FOG 1.5.6: Auto resize is unpredictable



  • Basically, when using FOG to deploy Windows 10, I’m running into some issues with the partition resize mechanism.

    On previous versions of FOG (Sorry don’t have version numbers handy.), the auto-resize would only go after the last partition on the machine. So for example if you have this layout:
    partition 1: 500MB Windows Reserved
    partition 2: 10GB Windows Recovery
    partition 3: XXXGB Operating System

    And you capture this, with a previous verison of FOG, it would automatically not touch the first two partitions, capturing them as is, no resize. And the final partition would be shrunk to minimum size before capture. On deploying this image to a new computer, the first two partitions are put back exactly as they were captured, while the last partition would be resized to fill the rest of the target disk.

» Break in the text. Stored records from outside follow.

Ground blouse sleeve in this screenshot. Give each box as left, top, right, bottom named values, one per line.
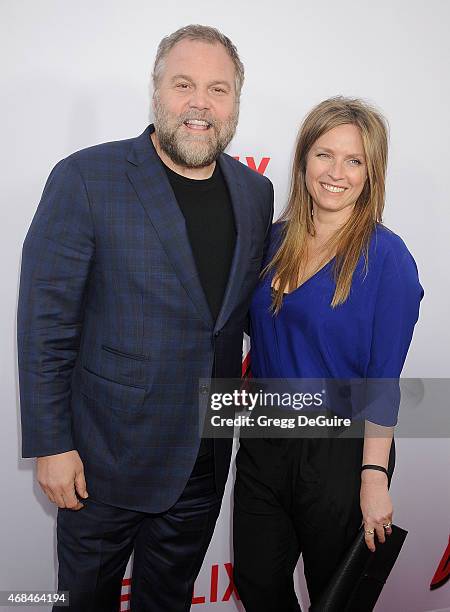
left=363, top=243, right=424, bottom=426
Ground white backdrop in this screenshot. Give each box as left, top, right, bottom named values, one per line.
left=2, top=1, right=450, bottom=610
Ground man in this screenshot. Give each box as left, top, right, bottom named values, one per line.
left=17, top=24, right=273, bottom=612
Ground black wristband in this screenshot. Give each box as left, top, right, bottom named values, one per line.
left=361, top=464, right=389, bottom=477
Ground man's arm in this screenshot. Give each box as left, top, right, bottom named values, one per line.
left=17, top=155, right=95, bottom=508
left=244, top=178, right=274, bottom=337
left=262, top=177, right=274, bottom=264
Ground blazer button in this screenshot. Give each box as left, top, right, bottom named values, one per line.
left=200, top=384, right=209, bottom=394
left=214, top=330, right=221, bottom=337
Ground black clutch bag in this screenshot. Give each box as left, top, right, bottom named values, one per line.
left=310, top=524, right=408, bottom=611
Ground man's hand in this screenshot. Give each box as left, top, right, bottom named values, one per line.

    In this version of FOG (1.5.6), this is not what happens. In the layout given, it would resize both partition 2 and 3 to minimum size and capture. When deploying this image, the result would be unpredictable. I have seen it leave the second partition at minimum size, or expand it to 30GB, why I have no idea. But the worst of it, is it doesn’t resize the final partition to fill the entire drive’s remaining space. Sometimes it does. Sometimes it doesn’t. It’s completely unpredictable.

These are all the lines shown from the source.